Ninni Culottes 02

A woman wearing grey ikat culottes, a black sweater, and black boots stands in front of a mirror holding a camera. Only the bottom half of her body is visible.
Side view of a woman wearing grey ikat culottes, black boots, and a black sweater. Only the lower half of her body is visible.

Pattern/Technique: Ninni elastic waist culottes by Named

Modifications:

  • Used Zanzibach tutorial for inseam pockets rather than the method suggested in the pattern (saved to Drive for posterity)

  • Fabric width wasn't long enough to cut the waistband in one piece, so I cut it in 2 pieces and added 3/8" seam allowance on one end to compensate. Because I had limited fabric / was trying to match patterns, I cut a long piece of waistband, then a smaller section (approx 18 in) and attached them together

  • Added bartacks to the pocket edges for reinforcement

Materials: Used 2 yds (57") of Gray ikat cotton/linen/rayon blend from Joann Fabrics. Stitched with Aurifil Natural White 50 wt, using 70/10 universal needle.
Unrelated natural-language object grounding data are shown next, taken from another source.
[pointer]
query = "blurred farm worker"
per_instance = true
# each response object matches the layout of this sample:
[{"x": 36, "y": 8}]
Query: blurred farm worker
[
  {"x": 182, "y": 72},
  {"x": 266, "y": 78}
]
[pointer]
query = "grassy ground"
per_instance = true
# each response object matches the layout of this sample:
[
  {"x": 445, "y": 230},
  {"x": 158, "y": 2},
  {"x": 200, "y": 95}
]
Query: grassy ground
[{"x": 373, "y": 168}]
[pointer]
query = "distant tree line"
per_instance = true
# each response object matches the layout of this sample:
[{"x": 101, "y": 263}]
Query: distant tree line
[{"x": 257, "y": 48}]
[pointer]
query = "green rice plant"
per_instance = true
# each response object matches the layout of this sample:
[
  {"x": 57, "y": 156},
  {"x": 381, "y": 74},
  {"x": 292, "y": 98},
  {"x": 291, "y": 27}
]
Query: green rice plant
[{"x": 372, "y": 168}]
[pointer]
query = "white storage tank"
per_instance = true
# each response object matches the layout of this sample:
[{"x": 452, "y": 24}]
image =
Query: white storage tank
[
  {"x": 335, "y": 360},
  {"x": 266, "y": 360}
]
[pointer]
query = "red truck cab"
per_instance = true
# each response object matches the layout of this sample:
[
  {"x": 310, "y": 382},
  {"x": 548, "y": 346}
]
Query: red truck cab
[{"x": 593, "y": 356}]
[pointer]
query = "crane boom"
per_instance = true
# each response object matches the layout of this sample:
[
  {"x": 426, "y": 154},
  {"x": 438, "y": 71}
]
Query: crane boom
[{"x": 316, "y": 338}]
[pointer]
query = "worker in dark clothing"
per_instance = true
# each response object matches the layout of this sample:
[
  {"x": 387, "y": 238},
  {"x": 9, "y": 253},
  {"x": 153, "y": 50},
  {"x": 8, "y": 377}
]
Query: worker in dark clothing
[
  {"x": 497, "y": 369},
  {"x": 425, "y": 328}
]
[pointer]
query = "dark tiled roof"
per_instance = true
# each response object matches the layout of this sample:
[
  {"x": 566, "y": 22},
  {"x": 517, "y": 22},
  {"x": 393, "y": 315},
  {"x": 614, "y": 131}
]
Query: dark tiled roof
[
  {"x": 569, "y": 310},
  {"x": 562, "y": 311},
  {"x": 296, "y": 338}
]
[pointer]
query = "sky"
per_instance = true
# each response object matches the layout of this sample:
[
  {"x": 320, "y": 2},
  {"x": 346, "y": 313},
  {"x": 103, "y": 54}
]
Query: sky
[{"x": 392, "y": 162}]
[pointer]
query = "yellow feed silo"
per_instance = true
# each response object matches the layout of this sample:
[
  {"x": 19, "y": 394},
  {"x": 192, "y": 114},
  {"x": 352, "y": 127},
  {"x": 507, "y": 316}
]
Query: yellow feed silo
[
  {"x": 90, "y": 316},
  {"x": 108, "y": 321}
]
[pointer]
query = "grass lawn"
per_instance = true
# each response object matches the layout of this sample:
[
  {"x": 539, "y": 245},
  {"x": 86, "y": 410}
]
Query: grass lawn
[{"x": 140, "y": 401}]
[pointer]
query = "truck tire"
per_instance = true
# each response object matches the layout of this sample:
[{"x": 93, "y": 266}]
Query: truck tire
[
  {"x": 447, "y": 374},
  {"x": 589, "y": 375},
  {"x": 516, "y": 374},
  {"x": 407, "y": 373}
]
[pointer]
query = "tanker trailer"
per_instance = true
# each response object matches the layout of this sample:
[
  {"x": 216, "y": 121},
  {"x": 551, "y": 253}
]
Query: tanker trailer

New skills: Pattern matching

Lessons: This was the first time I've tried large pattern matching on pants, and I was pleasantly surprised that I managed to get a decent match while using very little fabric. Based on how pants are constructed, it's most important to consider pattern repeats at the front and back crotch seams, and the outer side seams.

What I'd do differently: This time I decided to not topstitch the elastic, so I used 32 3/4" of elastic (since topstitching won't stretch it out). I like the look of the non-topstitched elastic, however because the pattern actually calls for 1 3/8" elastic the waistband is a little wide and the elastic migrates. I used non-roll elastic so I don't anticipate issues with it flipping, but if this actually proves to be an issue, I'll reduce the length of the elastic and top-stitch it to keep it stationary.

Care: Machine wash, lay flat to dry

Fen Top

Lauren, a white woman, wears a bright blue shirt and some reddish pants while holding a camera to take a selfie.

Pattern/Technique: Fen Shirt by Fancy Tiger Crafts, size 20

Materials: Mora Slub rayon/linen blend in Cobalt, 2.5 yds

New skills: n/a

Lessons: This shirt came together really quickly—it's only 3 pieces and I've practiced all the techniques before--which is a nice affirmation of the skills I've been building over the past year.

I notched the underarm seams after serging them and took care not to notch too aggressively (the material is a pretty loose weave and I didn't want the notches migrating into the seams). The material seems to be holding and not fraying but I should keep an eye on this. (Update: the fabric has definitely frayed with washing and some of the serged edges have actually frayed away, though the seams appear to be still structural. I think in the future with loose weave I may serge and not notch, and see if the fabric can stretch to accommodate the underarm curve.)

I went out of order on the steps for finishing the neckband; I didn’t serge the bias binding before attaching it to the neckline, instead I serged the entire thing after attaching, and then pressed the seam to the inside of the shirt.

Topstitching the neckline is super important, especially with a shifty/drapey fabric that will stretch out when manipulated.